The House Committee on Ways and Means has released its version of the 2026 Economic Development bill (H.5562), a $425.1 million package the House plans to take up this Wednesday. This is one of the last major bills expected to pass before the legislative session ends this month and one of the best remaining opportunities to advance significant housing policy this year!
The bill already includes major housing wins:
- Allows multifamily housing as of right on land owned by religious institutions (Yes In God’s Back Yard, or YIGBY)
- Codifies and streamlines a state framework for site plan review
- Supports the conversion of commercial properties into new multifamily and mixed-use housing
- Adds $120 million in housing grants, including $50 million to help municipalities convert commercial properties into homes, $50 million to remediate former state-owned buildings for housing, and $20 million for a veterans housing initiative
CHAPA is also advocating for several additional amendments to be included in the final bill, detailed below.

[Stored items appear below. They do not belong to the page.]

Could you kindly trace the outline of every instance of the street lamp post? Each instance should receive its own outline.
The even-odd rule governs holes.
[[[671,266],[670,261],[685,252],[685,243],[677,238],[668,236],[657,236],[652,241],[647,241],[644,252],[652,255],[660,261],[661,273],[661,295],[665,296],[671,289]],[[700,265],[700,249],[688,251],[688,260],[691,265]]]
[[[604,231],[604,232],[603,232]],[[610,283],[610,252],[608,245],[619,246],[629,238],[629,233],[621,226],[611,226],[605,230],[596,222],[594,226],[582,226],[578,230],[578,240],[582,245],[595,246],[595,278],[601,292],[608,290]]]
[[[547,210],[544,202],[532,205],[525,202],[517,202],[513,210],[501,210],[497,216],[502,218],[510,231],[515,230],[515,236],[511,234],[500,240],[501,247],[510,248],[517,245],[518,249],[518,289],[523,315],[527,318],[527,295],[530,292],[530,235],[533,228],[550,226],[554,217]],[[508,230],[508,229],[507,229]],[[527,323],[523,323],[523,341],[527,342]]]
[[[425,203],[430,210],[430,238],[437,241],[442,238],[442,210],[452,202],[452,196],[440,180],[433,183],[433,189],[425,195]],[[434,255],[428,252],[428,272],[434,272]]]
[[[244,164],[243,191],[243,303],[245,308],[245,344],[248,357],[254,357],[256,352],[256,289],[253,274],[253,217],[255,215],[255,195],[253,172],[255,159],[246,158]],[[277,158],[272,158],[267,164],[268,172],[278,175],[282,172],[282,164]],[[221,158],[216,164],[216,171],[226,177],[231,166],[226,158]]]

Creating new homes and preserving the affordable housing opportunities we already have are both crucial to the state’s economic development. High housing costs drive talent out of Massachusetts and make it harder for employers to fill jobs and remain competitive. Spending most of a household’s income on increasing housing costs also means impossible decisions for people—often between food, medical care, other necessities, and rent—and less choice in where they want to live.
Take Action
You can reach your legislators directly through our Action Network form. Click here to contact your State Representative and ask them to: (1) co-sponsor and support CHAPA’s priority housing amendments; and (2) protect the housing reforms already in H.5562, including YIGBY and site plan review. It takes just a minute—the form fills in a message to your Representative that you can send as-is or personalize with your own story.
Protect What’s Already in the Bill: YIGBY & Site Plan Review
YIGBY (Yes In God’s Back Yard) lets faith-based organizations across Massachusetts build multifamily housing by right on land they already own—development that local zoning often blocks or delays. It cuts red tape while requiring meaningful affordability, and one analysis found that using just a quarter of faith-owned vacant land could support more than 250,000 new homes.
Site plan review varies from town to town today, making permitting slow and unpredictable. H.5562 creates one statewide framework that keeps local oversight while making reviews objective and time-limited: predictable standards, 90-day decisions for as-of-right projects, and automatic approval if a town misses the deadline. Please protect both YIGBY and site plan review as the bill moves forward.
Priority Housing Amendments
CHAPA thanks Representatives LeBoeuf, Owens, Fluker-Reid, and Madaro for filing the amendments below. Each would strengthen the bill’s housing provisions, and we’re urging legislators to adopt them in the final version.
Amendment #25: Eliminate the Notice to Quit Requirement for RAFT Eligibility (Rep. LeBoeuf)
This amendment removes the notice to quit (and a utility shutoff notice) as prerequisites for Residential Assistance for Families in Transition (RAFT) eligibility, and directs the Executive Office to establish criteria for demonstrating that a household is experiencing or at risk of homelessness. This lets families access emergency rental assistance earlier and prevent evictions before they start.
Amendment #135: Special Commission on Affordable Housing Insurance (Rep. Owens)
This amendment establishes a special commission to develop a statutory and regulatory framework addressing the rates insurers set for properties with affordability restrictions and properties where tenants use vouchers, with a report due by December 31, 2026.
Amendment #195: Promoting Economic Mobility Through Matched Savings (Rep. Fluker-Reid)
This amendment creates a matched-savings program—up to $4 in matching funds for every $1 saved—for households at or below 80% of area median income. Savings could be used toward goals such as buying or renting a home, education or job training, home repairs, starting a small business, or building credit, supported by a new Matched Savings Trust Fund.
Amendment #544: Ending Housing Discrimination (Rep. Madaro)
This amendment strengthens fair housing enforcement in real estate. It requires the licensing board to suspend brokers or salespersons found to have violated fair housing law (60 days for a first violation, 180 days for a repeat), makes those referrals mandatory, adds fair housing and diversity training to licensing and continuing-education requirements, and requires annual public reporting of complaints and disciplinary actions.